Despite the relatively known aspects of the controversies surrounding the health care bill and women's rights, this last point by AUL is perhaps the most damaging. Their effort (abetted by the medical industry) to include elders in their coalition against health care reform (and this bill particularly) have proven that these groups will prey on society's and elders' fears of death without scruple.

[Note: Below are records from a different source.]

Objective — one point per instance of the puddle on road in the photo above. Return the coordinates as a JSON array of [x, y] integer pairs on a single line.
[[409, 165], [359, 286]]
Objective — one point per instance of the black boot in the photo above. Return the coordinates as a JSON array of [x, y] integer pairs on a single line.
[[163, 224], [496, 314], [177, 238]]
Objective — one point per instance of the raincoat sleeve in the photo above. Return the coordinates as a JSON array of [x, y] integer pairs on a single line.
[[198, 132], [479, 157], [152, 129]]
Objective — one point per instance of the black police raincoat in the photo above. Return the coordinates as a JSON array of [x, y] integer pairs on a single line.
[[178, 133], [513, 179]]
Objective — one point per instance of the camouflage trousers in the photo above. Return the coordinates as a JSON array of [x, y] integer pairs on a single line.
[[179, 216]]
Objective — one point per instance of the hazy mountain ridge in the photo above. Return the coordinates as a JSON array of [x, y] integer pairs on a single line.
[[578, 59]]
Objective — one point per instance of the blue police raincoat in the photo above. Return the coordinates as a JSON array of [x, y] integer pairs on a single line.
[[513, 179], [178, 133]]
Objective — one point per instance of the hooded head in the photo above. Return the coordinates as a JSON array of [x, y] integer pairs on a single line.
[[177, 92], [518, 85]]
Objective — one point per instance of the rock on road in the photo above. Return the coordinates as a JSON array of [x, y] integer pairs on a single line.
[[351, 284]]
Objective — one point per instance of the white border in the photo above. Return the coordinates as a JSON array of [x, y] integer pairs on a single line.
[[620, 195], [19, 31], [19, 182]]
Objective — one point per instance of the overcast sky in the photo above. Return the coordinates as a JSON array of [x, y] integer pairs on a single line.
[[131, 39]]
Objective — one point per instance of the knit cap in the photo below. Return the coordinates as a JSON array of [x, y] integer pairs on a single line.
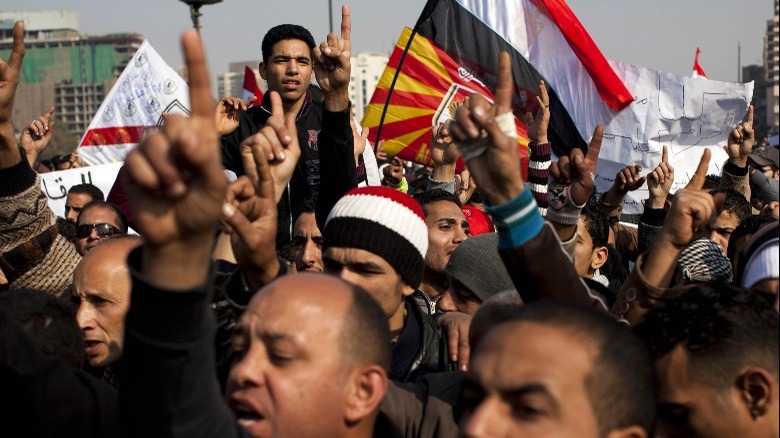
[[382, 221], [704, 261], [476, 264]]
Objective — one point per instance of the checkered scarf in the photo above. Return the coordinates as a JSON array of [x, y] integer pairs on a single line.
[[704, 261]]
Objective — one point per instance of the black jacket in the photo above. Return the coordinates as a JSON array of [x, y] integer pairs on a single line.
[[325, 177], [421, 347]]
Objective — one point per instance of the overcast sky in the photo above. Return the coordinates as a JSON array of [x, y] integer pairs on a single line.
[[660, 34]]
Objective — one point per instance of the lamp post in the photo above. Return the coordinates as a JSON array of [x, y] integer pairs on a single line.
[[195, 10]]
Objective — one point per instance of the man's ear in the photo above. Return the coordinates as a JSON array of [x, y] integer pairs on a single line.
[[755, 386], [263, 73], [628, 432], [368, 386], [599, 257]]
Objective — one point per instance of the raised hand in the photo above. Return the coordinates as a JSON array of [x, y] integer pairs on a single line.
[[537, 126], [577, 170], [660, 181], [332, 65], [250, 214], [37, 135], [497, 170], [176, 185], [9, 80], [688, 219], [741, 140], [228, 111], [277, 142]]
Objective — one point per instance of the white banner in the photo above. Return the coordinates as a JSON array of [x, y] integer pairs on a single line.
[[147, 88], [56, 184], [683, 113]]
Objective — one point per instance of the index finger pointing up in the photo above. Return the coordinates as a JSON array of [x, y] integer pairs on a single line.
[[595, 146], [504, 84], [697, 181], [346, 23], [200, 89]]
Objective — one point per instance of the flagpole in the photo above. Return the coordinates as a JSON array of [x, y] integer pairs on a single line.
[[195, 14], [330, 15]]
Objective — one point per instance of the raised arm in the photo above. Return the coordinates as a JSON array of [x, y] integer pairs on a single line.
[[176, 186], [37, 135], [655, 277], [9, 80], [488, 135]]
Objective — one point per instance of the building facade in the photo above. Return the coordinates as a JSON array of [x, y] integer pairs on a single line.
[[63, 69], [367, 68]]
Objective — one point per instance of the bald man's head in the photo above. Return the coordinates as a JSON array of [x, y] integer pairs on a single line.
[[316, 332], [101, 287]]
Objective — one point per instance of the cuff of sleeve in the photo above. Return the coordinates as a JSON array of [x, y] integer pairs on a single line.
[[653, 216], [338, 123], [16, 178], [735, 170], [518, 220], [164, 315]]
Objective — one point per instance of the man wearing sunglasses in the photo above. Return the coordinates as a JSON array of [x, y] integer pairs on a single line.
[[98, 221]]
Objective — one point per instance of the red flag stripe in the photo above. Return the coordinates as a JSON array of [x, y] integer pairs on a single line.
[[611, 89], [113, 135]]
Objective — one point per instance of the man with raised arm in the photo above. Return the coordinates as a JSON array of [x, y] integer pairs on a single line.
[[176, 190], [290, 57], [32, 253], [487, 138]]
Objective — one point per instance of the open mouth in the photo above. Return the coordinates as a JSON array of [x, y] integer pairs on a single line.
[[245, 415]]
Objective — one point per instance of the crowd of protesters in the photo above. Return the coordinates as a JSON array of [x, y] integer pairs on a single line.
[[288, 297]]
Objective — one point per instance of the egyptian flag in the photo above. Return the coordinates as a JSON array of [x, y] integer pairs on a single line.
[[250, 87], [425, 91], [546, 42], [698, 72]]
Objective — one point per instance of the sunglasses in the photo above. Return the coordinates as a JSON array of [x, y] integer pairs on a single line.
[[102, 230]]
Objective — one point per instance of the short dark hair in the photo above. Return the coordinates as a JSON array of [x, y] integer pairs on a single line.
[[308, 205], [735, 203], [88, 189], [365, 335], [120, 215], [48, 322], [596, 222], [722, 327], [285, 32], [620, 386], [436, 195]]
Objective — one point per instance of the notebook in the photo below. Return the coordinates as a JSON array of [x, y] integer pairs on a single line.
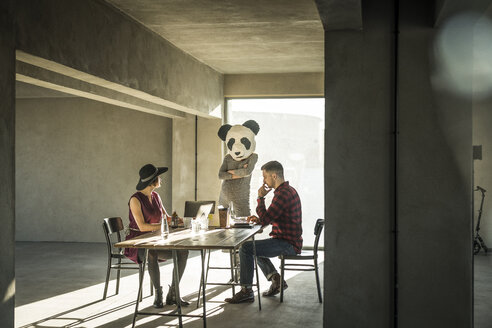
[[204, 211]]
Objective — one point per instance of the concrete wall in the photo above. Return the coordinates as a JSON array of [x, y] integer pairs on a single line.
[[274, 85], [482, 134], [7, 164], [98, 44], [77, 162], [434, 240], [209, 159], [433, 179], [357, 272]]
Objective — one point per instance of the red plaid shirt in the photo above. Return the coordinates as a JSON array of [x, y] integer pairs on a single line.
[[284, 214]]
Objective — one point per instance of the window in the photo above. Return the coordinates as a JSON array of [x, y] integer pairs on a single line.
[[291, 132]]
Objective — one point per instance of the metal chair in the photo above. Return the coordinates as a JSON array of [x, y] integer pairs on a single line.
[[112, 231], [191, 208], [305, 255]]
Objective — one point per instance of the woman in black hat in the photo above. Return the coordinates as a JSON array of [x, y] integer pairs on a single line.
[[146, 211]]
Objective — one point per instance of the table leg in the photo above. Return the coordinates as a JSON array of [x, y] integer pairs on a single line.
[[256, 270], [203, 287], [176, 287], [232, 261], [201, 278], [140, 282]]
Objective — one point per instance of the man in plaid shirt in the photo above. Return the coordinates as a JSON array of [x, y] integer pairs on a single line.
[[285, 216]]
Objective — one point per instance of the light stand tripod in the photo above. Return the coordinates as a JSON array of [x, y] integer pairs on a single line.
[[478, 242]]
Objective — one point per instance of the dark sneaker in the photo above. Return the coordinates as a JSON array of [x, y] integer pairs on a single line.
[[171, 298], [244, 295], [275, 286]]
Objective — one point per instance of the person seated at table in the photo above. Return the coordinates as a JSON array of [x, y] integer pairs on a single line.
[[146, 211], [285, 216]]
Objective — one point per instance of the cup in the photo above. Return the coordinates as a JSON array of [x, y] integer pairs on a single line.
[[187, 222], [223, 217], [195, 226], [204, 224]]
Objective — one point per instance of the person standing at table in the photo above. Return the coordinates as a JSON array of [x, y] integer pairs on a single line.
[[285, 216], [146, 211]]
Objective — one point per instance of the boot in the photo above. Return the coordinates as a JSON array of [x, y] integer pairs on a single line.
[[171, 297], [158, 298], [275, 286]]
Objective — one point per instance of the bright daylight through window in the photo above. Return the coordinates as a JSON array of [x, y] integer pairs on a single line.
[[291, 132]]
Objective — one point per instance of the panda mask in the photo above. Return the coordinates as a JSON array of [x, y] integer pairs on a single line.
[[240, 139]]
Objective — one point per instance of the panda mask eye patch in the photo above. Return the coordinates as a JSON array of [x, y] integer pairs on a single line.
[[230, 143], [246, 143]]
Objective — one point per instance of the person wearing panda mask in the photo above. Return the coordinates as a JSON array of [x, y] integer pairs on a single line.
[[238, 164]]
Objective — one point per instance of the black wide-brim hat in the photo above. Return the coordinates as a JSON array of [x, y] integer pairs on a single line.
[[147, 174]]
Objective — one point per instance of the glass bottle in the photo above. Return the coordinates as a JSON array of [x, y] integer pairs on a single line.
[[164, 227], [174, 220]]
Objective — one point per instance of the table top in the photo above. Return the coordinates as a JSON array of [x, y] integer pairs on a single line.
[[186, 239]]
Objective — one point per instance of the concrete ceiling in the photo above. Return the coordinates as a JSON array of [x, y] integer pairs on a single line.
[[239, 36]]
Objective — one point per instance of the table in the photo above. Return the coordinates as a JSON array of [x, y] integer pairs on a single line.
[[185, 239]]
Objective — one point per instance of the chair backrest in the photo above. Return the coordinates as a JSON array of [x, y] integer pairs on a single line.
[[112, 226], [318, 228], [192, 206]]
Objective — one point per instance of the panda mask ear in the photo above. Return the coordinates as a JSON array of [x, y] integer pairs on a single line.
[[252, 125], [223, 131]]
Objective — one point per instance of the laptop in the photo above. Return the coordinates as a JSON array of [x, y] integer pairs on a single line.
[[204, 211]]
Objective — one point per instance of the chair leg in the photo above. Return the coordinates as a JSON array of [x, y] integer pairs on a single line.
[[118, 274], [151, 288], [141, 270], [201, 280], [232, 263], [317, 280], [108, 271], [282, 263]]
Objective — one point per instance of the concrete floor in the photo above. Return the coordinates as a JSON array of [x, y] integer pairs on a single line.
[[483, 290], [61, 285]]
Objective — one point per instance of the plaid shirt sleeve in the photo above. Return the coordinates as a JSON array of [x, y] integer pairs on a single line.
[[284, 214]]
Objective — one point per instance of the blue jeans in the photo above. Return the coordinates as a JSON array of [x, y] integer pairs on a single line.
[[264, 249]]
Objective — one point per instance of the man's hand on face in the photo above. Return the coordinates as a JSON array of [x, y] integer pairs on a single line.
[[264, 189], [253, 218]]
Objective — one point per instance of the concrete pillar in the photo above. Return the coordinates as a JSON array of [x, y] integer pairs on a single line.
[[358, 167], [7, 163], [435, 164], [429, 196]]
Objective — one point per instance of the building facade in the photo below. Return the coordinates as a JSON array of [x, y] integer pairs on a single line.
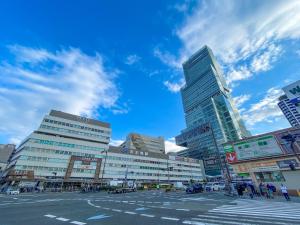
[[5, 152], [151, 167], [290, 103], [61, 148], [210, 114], [144, 143], [268, 158], [70, 151]]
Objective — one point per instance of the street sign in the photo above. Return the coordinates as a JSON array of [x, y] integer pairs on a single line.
[[231, 157]]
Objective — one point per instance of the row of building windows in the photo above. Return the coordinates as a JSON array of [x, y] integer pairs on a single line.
[[154, 175], [150, 161], [50, 169], [73, 132], [116, 165], [61, 152], [75, 126], [43, 159], [63, 144]]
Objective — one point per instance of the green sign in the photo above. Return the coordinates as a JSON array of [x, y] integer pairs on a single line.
[[228, 148], [257, 147]]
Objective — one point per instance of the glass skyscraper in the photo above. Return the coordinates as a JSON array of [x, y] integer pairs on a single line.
[[207, 103]]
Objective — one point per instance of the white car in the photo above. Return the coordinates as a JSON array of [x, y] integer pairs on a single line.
[[221, 186], [12, 192], [214, 186]]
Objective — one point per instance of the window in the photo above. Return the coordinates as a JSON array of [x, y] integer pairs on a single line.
[[275, 176]]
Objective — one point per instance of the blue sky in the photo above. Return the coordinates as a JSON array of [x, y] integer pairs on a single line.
[[120, 61]]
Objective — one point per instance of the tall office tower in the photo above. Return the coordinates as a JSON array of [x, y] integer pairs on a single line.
[[65, 147], [5, 152], [210, 115], [144, 143], [290, 103]]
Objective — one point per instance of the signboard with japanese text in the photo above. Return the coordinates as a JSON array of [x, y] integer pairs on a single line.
[[252, 148]]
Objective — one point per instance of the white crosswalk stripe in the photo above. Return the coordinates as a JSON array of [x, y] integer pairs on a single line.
[[249, 211]]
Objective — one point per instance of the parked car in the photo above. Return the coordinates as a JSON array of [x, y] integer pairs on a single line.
[[194, 188], [221, 186], [12, 191], [214, 186]]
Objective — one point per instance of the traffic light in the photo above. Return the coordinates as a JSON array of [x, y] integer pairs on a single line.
[[292, 166]]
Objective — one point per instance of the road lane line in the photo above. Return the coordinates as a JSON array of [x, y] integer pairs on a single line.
[[147, 215], [169, 218], [196, 223], [77, 222], [62, 219], [116, 210], [50, 216], [131, 213]]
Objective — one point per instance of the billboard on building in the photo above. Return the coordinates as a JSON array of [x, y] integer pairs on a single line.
[[261, 146], [285, 144], [292, 91]]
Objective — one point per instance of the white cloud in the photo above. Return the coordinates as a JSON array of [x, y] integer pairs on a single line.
[[174, 86], [241, 73], [244, 35], [240, 100], [132, 59], [40, 80], [168, 59], [170, 146], [116, 142], [265, 110], [237, 29], [263, 61]]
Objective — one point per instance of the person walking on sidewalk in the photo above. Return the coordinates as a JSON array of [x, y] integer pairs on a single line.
[[284, 192]]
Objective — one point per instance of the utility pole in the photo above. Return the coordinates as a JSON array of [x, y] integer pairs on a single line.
[[293, 140], [227, 174], [104, 165]]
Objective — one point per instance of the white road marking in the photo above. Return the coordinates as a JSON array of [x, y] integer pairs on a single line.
[[222, 215], [238, 219], [218, 221], [169, 218], [77, 223], [131, 213], [147, 215], [50, 216], [62, 219], [116, 210], [197, 223]]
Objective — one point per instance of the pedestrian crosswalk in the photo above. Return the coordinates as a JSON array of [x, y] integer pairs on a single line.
[[247, 211]]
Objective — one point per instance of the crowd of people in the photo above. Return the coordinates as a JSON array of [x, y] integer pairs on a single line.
[[263, 190]]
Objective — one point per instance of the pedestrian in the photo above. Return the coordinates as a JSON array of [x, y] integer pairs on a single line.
[[284, 192], [249, 190], [270, 190], [240, 190]]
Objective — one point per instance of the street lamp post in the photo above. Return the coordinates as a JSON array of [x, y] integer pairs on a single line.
[[227, 174], [293, 140], [103, 165]]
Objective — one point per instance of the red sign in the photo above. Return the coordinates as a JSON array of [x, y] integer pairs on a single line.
[[231, 157]]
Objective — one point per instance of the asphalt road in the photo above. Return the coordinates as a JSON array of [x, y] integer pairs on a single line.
[[144, 208]]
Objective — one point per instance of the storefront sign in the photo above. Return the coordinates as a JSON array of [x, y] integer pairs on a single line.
[[204, 128], [252, 148], [287, 163]]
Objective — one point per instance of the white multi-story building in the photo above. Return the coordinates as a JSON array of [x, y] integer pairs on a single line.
[[147, 166], [144, 143], [69, 150], [290, 103], [61, 148]]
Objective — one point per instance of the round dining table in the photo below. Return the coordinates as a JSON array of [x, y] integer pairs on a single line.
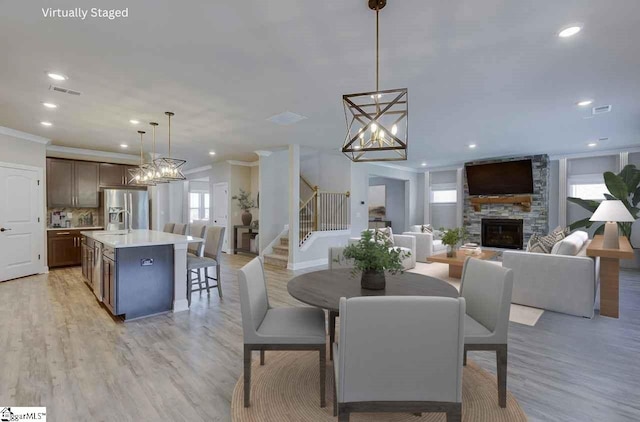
[[324, 289]]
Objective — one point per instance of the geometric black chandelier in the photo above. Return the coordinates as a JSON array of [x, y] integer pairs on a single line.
[[378, 121]]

In our current medical system, patients are pushed into ineffective, aggressive, futile care at the end of life by a culture that has turned hospice and palliative care into giving up on life. As Tim Cousounis writes:
Misconceptions about hospice and palliative care have abounded well before the latest efforts to refrom the health care system. How else to explain the persistent and continuing reticence to refer to, and accept hospice services, in most US communities. What's different today is that the skeptics of hospice and palliative medicine are more vitriolic than their predecessors, and their talking points (arguments) are more vivid - "death panels, socialized medicine".
Palliative care, making terminal patients comfortable and relieving their pain in the last months of life, is twisted maliciously into "rationing." Elders are fed unfounded fears of doctors and a preying government that want to kill them, infantilized by a paternalistic church and the medical industry into patients who are unable to make their own decisions. Seniors are uninformed about advance directives, living wills, state laws that could protect them, their options for end of life care. Doctors fail to discuss terminal diagnoses because they don't like doing it or because they aren't paid to do it. Seniors, who say they would like to die at home (80%) end up dying in medical facilities (75%). The government is drained by death-prolonging care in their last months (2/3rds of Medicare goes to the last two months of life). Families are bankrupted, emotionally and physically drained by the suffering inflicted through unnecessary services. And still, elder and terminal patients have no choice in how they die.
As to the egregious funding of assisted suicide AUL claims the bill will facilitate: Death with Dignity is legal in two states: Oregon and Washington. On New Years Eve, a third state, Montana, had their Supreme Court rule that the state constitution does not prohibit aid in dying. Laws already exist that prevent federal funds from being used to promote these services (and aid in dying advocates from using federal funds to promote it). This additional fear, compounded by claims of "rationing" and "death panels" works well for health care reform opponents but has little basis in fact. The costs of Death with Dignity are minimal. Those who use it (some few hundred in Oregon since 1998) tend to be wealthy, educated, and white. The AUL's concerns that federal funds will pay for Death with Dignity are grossly exaggerated.